Ich schaff es noch nicht über diese ...für mich manches Unerklärlich....
so offen zu schreiben.
Kann aber gut nachvollziehen was du in den 15 Jahren durchgemacht hast.
Hab auch so einiges erlebt wofür andere mich für mehr als verrückt erklärt haben.
liebe michi,
vielleicht bist du noch da?
ein erfahrungsaustausch würde mich sehr interessieren, ich hab nachgelesen, dass du mächtig viel erlebt hast bisher.... .
wie ist es bei dir?
ich bin insofern auch verunsichert, weil bei mir nicht immer alles in die eine richtung läuft. es sind auch sehr viele positive geschichten dabei.... . harmloser art, dennoch sehr tröstlich.
letzte weihnachten z.b. - ich war schon völlig fertig, weil ich ja alles aufarbeite momentan und da alles schlag auf schlag auf mich zukam -
da stand ich so in meinem schlafzimmer, dachte, die fotos vom kindergarten gehen jetzt aus, schade. sie wurden vor zwei jahren gemacht, waren aber meine lieblingsfotos. am selben tag kam das nachbarmädchen vorbei, hielt einen bogen in der hand: schöne grüße von der kindergärtnerin, die waren noch dort. ich konnte es nicht glauben!!! es waren genau DIE fotos, die ich so mochte, die mir ausgegangen waren, deren nachbestellung ich mir nicht "leisten" konnte (..muss ja nicht sein....). ich wusste weder, dass ich diese fotos noch dorthabe, noch habe ich mit jemanden gesprochen..... . nach über zwei jahren bekam ich die fotos genau an dem tag, an dem ich so liebevoll an sie dachte, ohne zu wissen, dass es sie noch gibt.
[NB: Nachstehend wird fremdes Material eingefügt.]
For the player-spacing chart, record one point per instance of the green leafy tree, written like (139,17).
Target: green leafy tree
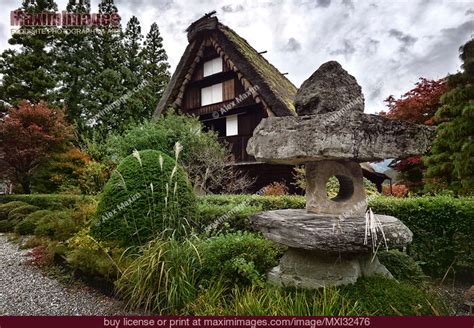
(75,59)
(103,100)
(156,68)
(27,70)
(451,163)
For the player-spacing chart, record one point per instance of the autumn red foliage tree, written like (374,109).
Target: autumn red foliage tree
(419,105)
(28,134)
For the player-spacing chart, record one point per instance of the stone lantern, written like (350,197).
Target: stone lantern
(332,241)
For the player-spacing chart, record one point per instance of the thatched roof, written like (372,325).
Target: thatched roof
(276,91)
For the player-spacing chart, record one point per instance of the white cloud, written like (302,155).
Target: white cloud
(386,45)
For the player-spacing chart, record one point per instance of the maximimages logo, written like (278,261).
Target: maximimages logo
(23,18)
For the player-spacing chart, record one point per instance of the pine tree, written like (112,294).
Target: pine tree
(451,163)
(105,91)
(27,72)
(132,110)
(156,70)
(74,56)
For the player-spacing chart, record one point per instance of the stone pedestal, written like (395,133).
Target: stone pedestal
(331,243)
(326,250)
(308,269)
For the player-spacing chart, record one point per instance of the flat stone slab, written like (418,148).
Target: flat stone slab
(330,88)
(342,135)
(298,228)
(304,269)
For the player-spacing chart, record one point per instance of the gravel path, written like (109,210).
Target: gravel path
(24,290)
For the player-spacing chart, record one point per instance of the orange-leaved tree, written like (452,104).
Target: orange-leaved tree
(29,133)
(418,105)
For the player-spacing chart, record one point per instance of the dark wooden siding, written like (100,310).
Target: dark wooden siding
(228,89)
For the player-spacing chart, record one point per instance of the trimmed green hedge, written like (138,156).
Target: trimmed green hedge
(443,226)
(48,201)
(443,230)
(147,195)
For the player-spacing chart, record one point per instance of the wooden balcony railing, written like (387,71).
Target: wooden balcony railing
(237,146)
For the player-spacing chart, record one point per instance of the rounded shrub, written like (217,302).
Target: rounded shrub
(21,212)
(57,225)
(6,208)
(147,195)
(402,266)
(28,225)
(240,258)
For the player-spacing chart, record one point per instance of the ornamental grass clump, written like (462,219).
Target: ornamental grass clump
(148,195)
(163,279)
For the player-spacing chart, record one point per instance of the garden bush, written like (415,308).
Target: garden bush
(442,225)
(240,258)
(204,157)
(6,208)
(378,295)
(148,195)
(402,266)
(272,301)
(7,226)
(264,203)
(225,218)
(57,225)
(442,229)
(47,201)
(21,212)
(91,259)
(163,278)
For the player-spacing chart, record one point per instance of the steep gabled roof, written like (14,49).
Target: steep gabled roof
(274,88)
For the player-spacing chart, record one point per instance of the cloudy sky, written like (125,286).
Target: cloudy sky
(386,45)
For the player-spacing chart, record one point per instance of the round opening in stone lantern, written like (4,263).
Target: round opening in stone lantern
(331,241)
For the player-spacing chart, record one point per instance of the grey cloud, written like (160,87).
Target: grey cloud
(406,39)
(232,8)
(347,48)
(348,3)
(133,5)
(292,45)
(372,46)
(444,52)
(323,3)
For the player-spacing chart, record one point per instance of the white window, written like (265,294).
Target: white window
(232,125)
(211,95)
(213,66)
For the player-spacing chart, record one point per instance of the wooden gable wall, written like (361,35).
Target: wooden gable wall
(232,87)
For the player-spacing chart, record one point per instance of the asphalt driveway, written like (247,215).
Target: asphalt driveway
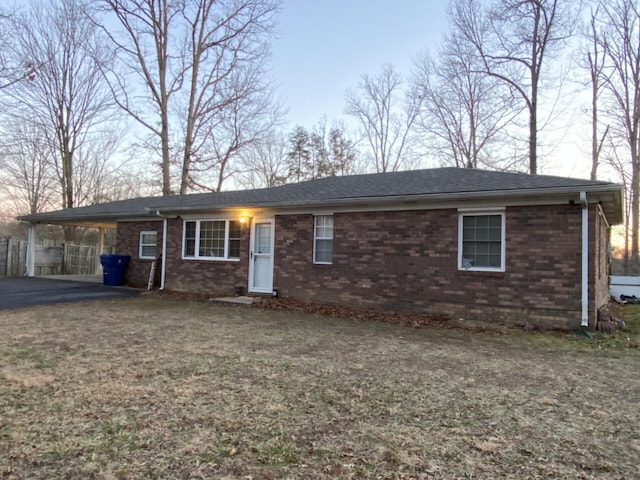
(29,291)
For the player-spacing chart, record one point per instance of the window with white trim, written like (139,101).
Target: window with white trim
(481,241)
(211,239)
(147,245)
(323,239)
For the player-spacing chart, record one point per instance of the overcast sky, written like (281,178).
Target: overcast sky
(324,47)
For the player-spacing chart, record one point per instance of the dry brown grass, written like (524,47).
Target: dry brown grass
(158,388)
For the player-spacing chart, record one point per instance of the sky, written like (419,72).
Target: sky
(325,46)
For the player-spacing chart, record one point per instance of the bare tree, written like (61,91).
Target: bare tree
(464,113)
(386,121)
(515,39)
(618,37)
(25,168)
(595,65)
(228,81)
(148,77)
(246,115)
(12,68)
(66,100)
(265,163)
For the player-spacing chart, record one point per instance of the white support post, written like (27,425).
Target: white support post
(163,265)
(585,259)
(100,250)
(31,250)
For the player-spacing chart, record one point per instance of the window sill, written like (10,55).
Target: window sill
(481,273)
(200,259)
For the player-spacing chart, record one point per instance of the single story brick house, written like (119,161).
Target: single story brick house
(505,247)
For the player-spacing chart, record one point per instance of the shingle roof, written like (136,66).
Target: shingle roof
(423,184)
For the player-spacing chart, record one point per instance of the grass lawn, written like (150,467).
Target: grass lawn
(160,388)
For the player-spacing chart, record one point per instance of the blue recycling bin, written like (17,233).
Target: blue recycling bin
(113,267)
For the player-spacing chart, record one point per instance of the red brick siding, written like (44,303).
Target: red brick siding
(128,243)
(407,261)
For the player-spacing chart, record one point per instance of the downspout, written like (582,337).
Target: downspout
(163,264)
(31,250)
(585,259)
soetwas ist schon wirklich phänomenal. das positive wird viel zu wenig erwähnt von mir, ist aber überwiegend.
dankeschön dafür.
 
Ingrid schrieb:
:zauberer1 ich hab`jetzt direkt eine Gänsehaut bekommen, bei Deinem Beitrag. Und sofort ist mir eingefallen, dass ich auch ein Familienkarma habe (von meinem Schatzi seiner Seite). Alle Vorfahren haben alles durch die Sucht "Alkohol" verloren (die Vor-Vor-Vorfahren haben ein Schloss im Dunkelsteinerwald "versoffen"). Mein Partner sticht aus der Familie heraus, er ist sozusagen das schwarze Schaf (Gott sei Dank). Die weiblichen Familienmitglieder sind "Opfer", die ihre Rolle hinnehmen, aber mit Widerwillen, ändern nichts, sind total drinnen verfangen und die männlichen.....haben ihre Süchte.
Ich bin quasi umzingelt, in der oberen Ortschaft (ich wohne in der mittleren) sind 4 Häuser mit 6 Familien Verwandschaft, in jeder gibt es einen Schwerkranken. Durch alle Familien (auch angeheiratet) ziehen sich die Krankheiten: Bandscheibenvorfall, Krebs, Lungenkrankheiten und Herzerkrankungen.
Tja, .... da gibt es eine Menge zu tun für mich.:zauberer1
Viele liebe Grüße
Ingrid
liebe ingrid,
wie gehst du um damit??
du bist lichtarbeiter, du schaffst es wahrscheinlich, anzunehmen und viel mehr noch: unterstützend zur seite zu stehen....
was aber, wenn es dir psychisch nicht gut gehen würde, wenn dich dieses umfeld erdrücken würde, würde es reichen, sie nicht zu verurteilen,
DÜRFTE man sich - spirituell gesehen - aus deren leben stehlen, nur um des eigenschutzes wegen??

lg chira
 
Hallo Chira!

Wenn ich das so lese, was du alles durchgemacht hast bis jetzt, dann möchte ich beim besten Willen nicht mit dir tauschen.

Es heißt ja, habe ich irgendwo gelesen, dass die Geburt das Leben im Schnellverfahren ist.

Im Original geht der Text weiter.